Journey of Discovery: Day one
We've joined Land Rover for the final leg of its epic expedition from Birmingham to Beijing - find out how our first day went
If you haven’t heard about Land Rover’s Journey of Discovery, allow me to fill you in. Two months ago, Land Rover built its millionth Discovery, and to mark the occasion decided to send that car, along with a convoy of three identical Discoverys, on an 8,000-mile trip from Birmingham (where it was built) to Beijing, just in time for the Beijing Motor Show.
Forty-five days later, and a crew of Land Rover Experience experts and media from around the world have passed through 13 countries en route to China, tackling every type of terrain, from deep snow to deserts. Auto Express has been drafted in for the last leg of the trip - a two-day 700-mile drive from Zhongwei to Beijing - and tasked with helping the convoy to reach its final destination in one piece.
The first thing to note is that these are standard-spec cars, with a few small exceptions. Because of the scarcity of diesel in some countries, they are powered by 5.0-litre V8 petrol engines (not available in the UK), roof racks have been fitted to carry jerry cans of fuel and spare tyres, and there’s extra under-body protection to guard the mechanicals on the worst terrain. So far a couple of punctures and stone chips are the only battle scars the cars have picked up. No pressure then.
The day began with a 6am breakfast and a 6.30 start from our hotel in Zhongwei, and soon we were crushing the miles on the newly-built and virtually empty motorway heading east. Worryingly, our sat-nav told us there was over 1,100km to cover, but it turned out to be a temporary blip. Apparently the Chinese are building new roads at such a rate that drivers are advised to update their sat-nav software every three months.
With a 200km stint under our belts, we pulled over for fuel – the Discos have been averaging just under 20mpg over the entire journey I’m told – not bad for a 385bhp V8 fully loaded with passengers, luggage and equipment. At the service station I turned down the local snacks – for some reason vacuum-packed chicken’s feet weren't what I had in mind.
Just as the scenery was becoming monotonous and the misspelled road signs telling you to ‘Buckly Up’ were coming thick and fast, we came across a traffic jam that made the M25 at rush hour seem tame. For 20km, coal trucks sitting nose to tail were stuck in the right-hand lane behind an accident up ahead. Luckily for us it was illegal for them to use the left lane when there’s a jam, so we passed serenely by.
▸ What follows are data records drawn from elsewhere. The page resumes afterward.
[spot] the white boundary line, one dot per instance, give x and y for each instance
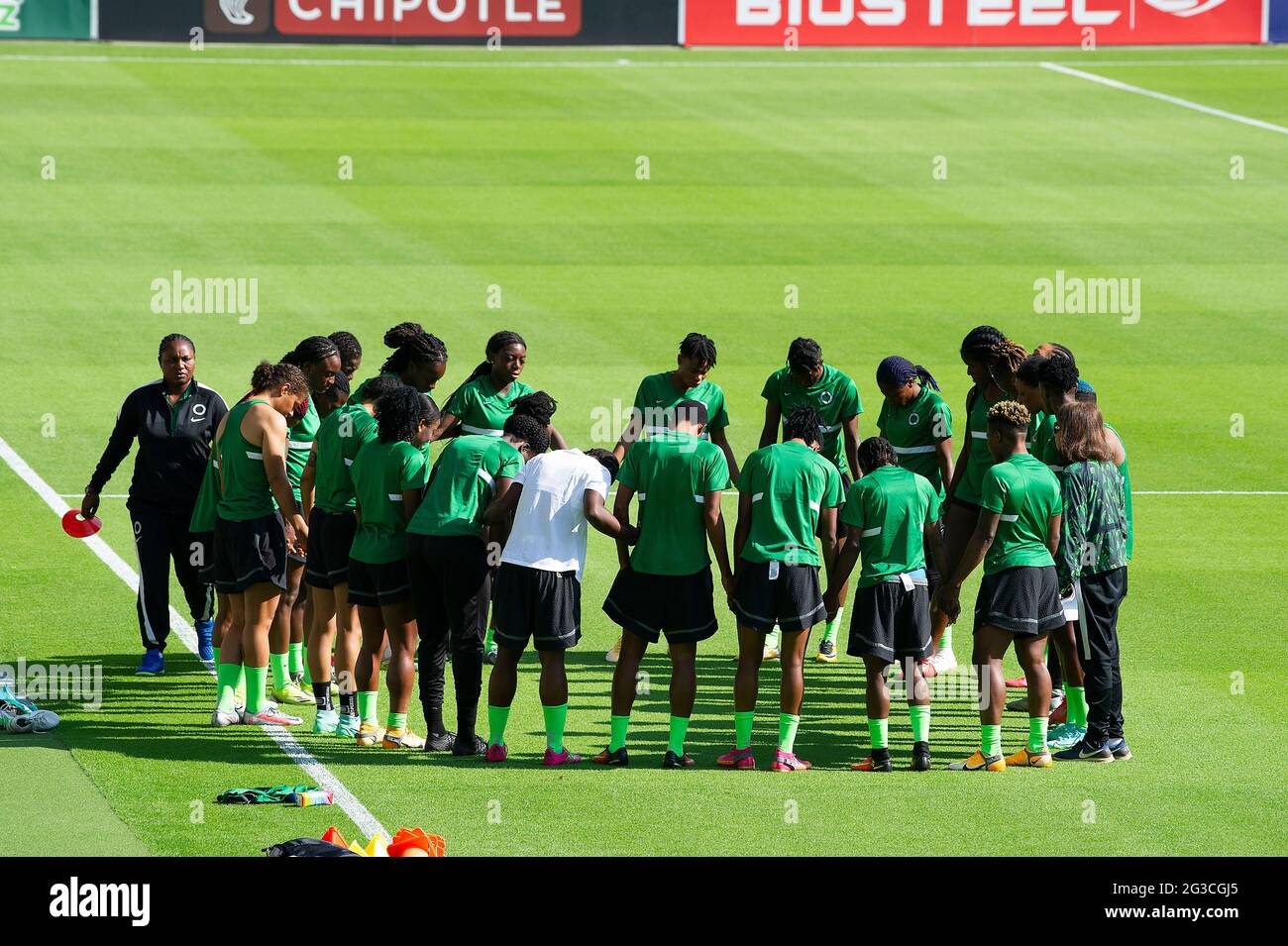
(368, 822)
(1162, 97)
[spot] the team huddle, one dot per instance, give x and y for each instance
(338, 546)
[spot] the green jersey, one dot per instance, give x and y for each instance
(790, 484)
(833, 395)
(463, 482)
(671, 473)
(380, 473)
(340, 437)
(246, 493)
(482, 408)
(892, 507)
(915, 430)
(1026, 495)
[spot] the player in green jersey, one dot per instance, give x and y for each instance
(893, 519)
(806, 379)
(1019, 598)
(389, 476)
(252, 540)
(658, 394)
(665, 583)
(787, 499)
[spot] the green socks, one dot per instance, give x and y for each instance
(1077, 712)
(368, 705)
(496, 719)
(679, 730)
(555, 719)
(833, 627)
(919, 723)
(617, 740)
(879, 732)
(1037, 732)
(256, 678)
(991, 739)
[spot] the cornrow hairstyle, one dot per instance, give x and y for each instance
(876, 452)
(316, 348)
(400, 412)
(411, 345)
(1059, 373)
(529, 431)
(698, 348)
(539, 405)
(172, 338)
(1009, 415)
(268, 376)
(606, 460)
(803, 422)
(804, 354)
(979, 341)
(897, 370)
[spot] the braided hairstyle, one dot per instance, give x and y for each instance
(876, 452)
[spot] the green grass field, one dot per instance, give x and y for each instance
(518, 168)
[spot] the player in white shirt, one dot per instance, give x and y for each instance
(537, 588)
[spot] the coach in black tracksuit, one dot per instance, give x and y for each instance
(174, 420)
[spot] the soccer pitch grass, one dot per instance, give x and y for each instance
(518, 170)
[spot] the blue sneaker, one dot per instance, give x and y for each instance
(205, 640)
(153, 665)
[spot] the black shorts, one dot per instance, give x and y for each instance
(375, 584)
(791, 598)
(545, 605)
(1022, 600)
(892, 622)
(330, 541)
(649, 605)
(452, 584)
(249, 553)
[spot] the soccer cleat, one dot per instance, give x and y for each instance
(787, 762)
(737, 758)
(269, 716)
(559, 758)
(326, 722)
(612, 757)
(1026, 758)
(1087, 752)
(206, 640)
(919, 757)
(291, 692)
(979, 762)
(153, 665)
(402, 739)
(1065, 735)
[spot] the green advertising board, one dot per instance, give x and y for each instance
(50, 20)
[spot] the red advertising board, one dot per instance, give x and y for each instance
(426, 17)
(967, 22)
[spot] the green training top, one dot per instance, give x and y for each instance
(892, 507)
(380, 473)
(833, 395)
(342, 435)
(462, 485)
(482, 408)
(671, 473)
(1026, 494)
(914, 430)
(790, 484)
(246, 491)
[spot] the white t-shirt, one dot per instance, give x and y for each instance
(549, 524)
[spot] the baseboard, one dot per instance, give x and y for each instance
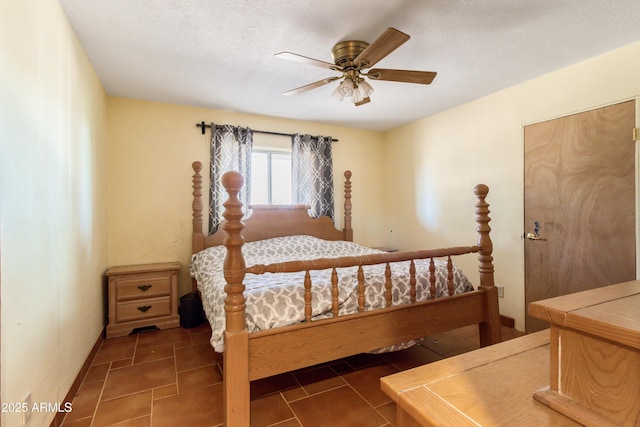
(57, 420)
(507, 322)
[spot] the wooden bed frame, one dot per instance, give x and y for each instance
(255, 355)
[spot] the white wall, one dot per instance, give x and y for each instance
(52, 206)
(434, 163)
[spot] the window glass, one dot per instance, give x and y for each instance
(270, 177)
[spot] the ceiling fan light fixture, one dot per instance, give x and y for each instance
(344, 90)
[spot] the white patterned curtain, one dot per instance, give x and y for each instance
(230, 150)
(312, 175)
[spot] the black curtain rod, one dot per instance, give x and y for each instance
(204, 126)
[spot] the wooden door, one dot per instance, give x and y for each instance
(579, 211)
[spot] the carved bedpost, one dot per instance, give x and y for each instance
(348, 231)
(484, 241)
(236, 353)
(490, 330)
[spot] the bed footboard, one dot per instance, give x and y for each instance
(260, 354)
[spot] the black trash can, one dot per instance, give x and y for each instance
(191, 312)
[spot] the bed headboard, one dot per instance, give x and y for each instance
(267, 221)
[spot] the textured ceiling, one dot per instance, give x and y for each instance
(220, 53)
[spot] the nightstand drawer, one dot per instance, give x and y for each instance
(142, 296)
(137, 286)
(143, 309)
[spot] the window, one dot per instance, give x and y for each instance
(270, 177)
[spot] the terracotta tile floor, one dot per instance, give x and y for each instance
(173, 378)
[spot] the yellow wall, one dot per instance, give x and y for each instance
(440, 158)
(151, 148)
(53, 241)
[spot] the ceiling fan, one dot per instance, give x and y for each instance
(351, 58)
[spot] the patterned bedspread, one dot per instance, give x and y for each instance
(275, 300)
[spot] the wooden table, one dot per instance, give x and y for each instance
(595, 355)
(584, 370)
(492, 386)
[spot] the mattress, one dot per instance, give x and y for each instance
(277, 299)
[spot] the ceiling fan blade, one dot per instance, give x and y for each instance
(306, 60)
(388, 41)
(407, 76)
(311, 86)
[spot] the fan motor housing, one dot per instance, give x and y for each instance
(345, 52)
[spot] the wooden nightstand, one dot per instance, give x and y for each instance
(142, 295)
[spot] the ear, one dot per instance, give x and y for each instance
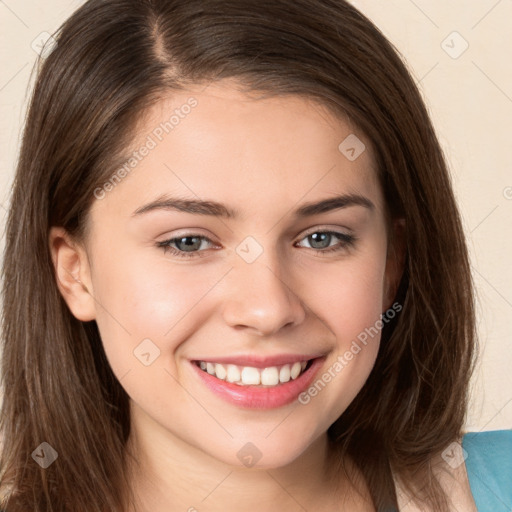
(72, 273)
(395, 262)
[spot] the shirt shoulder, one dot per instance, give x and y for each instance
(488, 459)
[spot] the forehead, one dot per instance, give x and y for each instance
(252, 153)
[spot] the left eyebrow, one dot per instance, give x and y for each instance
(216, 209)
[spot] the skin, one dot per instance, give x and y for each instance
(264, 158)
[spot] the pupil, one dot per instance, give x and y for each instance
(189, 246)
(323, 237)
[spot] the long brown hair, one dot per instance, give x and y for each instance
(113, 59)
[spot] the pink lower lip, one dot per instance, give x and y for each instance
(258, 397)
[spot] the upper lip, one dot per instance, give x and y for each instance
(260, 361)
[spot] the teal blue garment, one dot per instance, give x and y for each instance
(489, 469)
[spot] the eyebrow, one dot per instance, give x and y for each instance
(215, 209)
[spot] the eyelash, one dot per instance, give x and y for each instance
(346, 241)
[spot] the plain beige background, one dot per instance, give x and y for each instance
(460, 53)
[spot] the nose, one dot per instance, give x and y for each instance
(261, 299)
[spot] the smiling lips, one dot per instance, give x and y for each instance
(258, 383)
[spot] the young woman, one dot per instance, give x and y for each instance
(235, 274)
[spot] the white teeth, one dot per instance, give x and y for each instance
(250, 376)
(233, 373)
(270, 376)
(220, 371)
(284, 374)
(295, 371)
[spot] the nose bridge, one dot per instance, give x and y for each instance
(261, 295)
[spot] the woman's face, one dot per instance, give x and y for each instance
(247, 240)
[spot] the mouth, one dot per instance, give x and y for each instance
(257, 384)
(270, 376)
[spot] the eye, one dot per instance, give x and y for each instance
(321, 241)
(185, 246)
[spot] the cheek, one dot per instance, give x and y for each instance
(140, 299)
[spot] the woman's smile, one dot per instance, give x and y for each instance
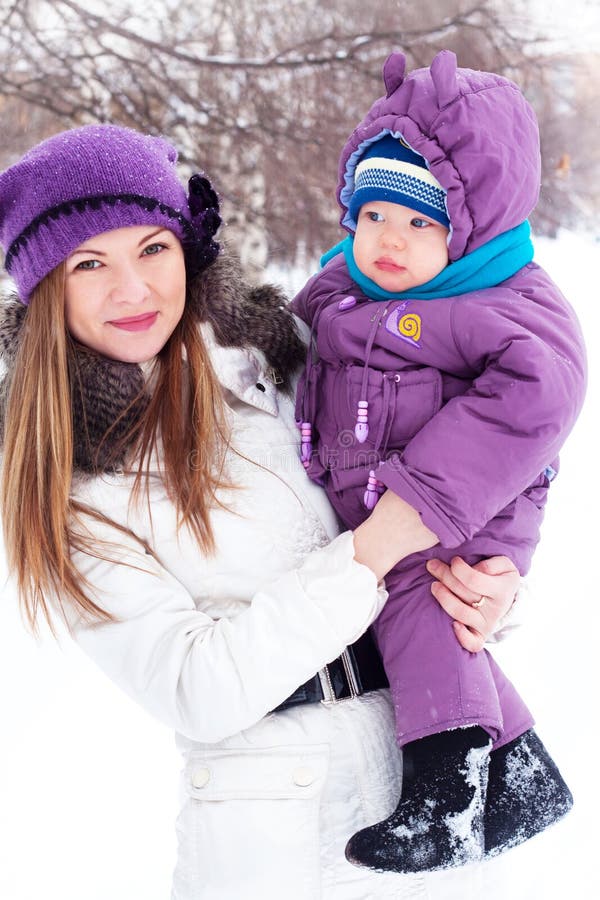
(135, 323)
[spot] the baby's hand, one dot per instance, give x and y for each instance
(475, 597)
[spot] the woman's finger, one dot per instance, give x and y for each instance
(456, 608)
(477, 578)
(452, 579)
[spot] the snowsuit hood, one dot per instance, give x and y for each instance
(478, 135)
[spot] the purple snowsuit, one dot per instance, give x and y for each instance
(470, 397)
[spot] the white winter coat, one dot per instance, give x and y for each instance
(210, 645)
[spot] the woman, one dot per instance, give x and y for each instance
(151, 493)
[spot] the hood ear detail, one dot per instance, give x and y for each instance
(393, 72)
(443, 75)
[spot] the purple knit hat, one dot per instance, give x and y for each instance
(88, 180)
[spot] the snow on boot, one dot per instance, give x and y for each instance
(526, 793)
(438, 822)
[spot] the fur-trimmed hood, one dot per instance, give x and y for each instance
(107, 394)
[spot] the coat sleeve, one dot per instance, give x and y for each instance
(486, 446)
(210, 678)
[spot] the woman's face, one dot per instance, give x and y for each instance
(125, 291)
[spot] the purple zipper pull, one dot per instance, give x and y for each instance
(361, 429)
(373, 492)
(347, 303)
(305, 443)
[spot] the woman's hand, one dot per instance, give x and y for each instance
(475, 597)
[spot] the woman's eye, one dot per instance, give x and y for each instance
(153, 249)
(88, 264)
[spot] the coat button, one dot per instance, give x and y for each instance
(200, 777)
(303, 776)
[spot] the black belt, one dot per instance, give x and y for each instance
(358, 670)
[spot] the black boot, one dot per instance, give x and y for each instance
(439, 820)
(526, 793)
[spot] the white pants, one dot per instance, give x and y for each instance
(267, 814)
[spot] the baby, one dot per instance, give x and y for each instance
(449, 369)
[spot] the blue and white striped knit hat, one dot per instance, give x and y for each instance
(389, 170)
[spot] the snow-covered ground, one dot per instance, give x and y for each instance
(88, 782)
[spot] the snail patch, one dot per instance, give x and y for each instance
(405, 325)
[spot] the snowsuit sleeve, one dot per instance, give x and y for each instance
(486, 446)
(208, 678)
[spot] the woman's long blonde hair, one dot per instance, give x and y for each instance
(40, 518)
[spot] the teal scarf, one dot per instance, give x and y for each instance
(485, 267)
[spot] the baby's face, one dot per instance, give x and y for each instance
(397, 247)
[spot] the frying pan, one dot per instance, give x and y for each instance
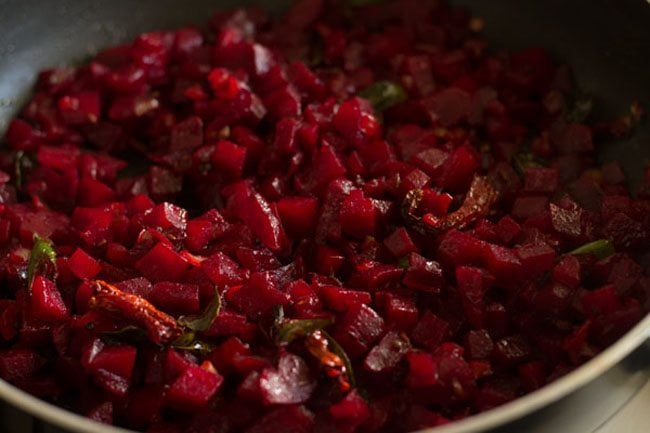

Our guide told us that a third of all China’s coal travels along this road, the Tsing Tao expressway, 24 hours a day. The sheer volume of trucks served as a stark reminder of what’s fueling China’s booming economy.
After lunch in an ancient town called Pingyao, we finally arrived in the city of Taiuan – home to 4.1 million people and seemingly the same number of cars. By luck more than judgement, we managed to weave our way though and get to the hotel unscathed. Tomorrow it’s the final push – a six hour drive into Beijing where, all being well, the celebrations can begin.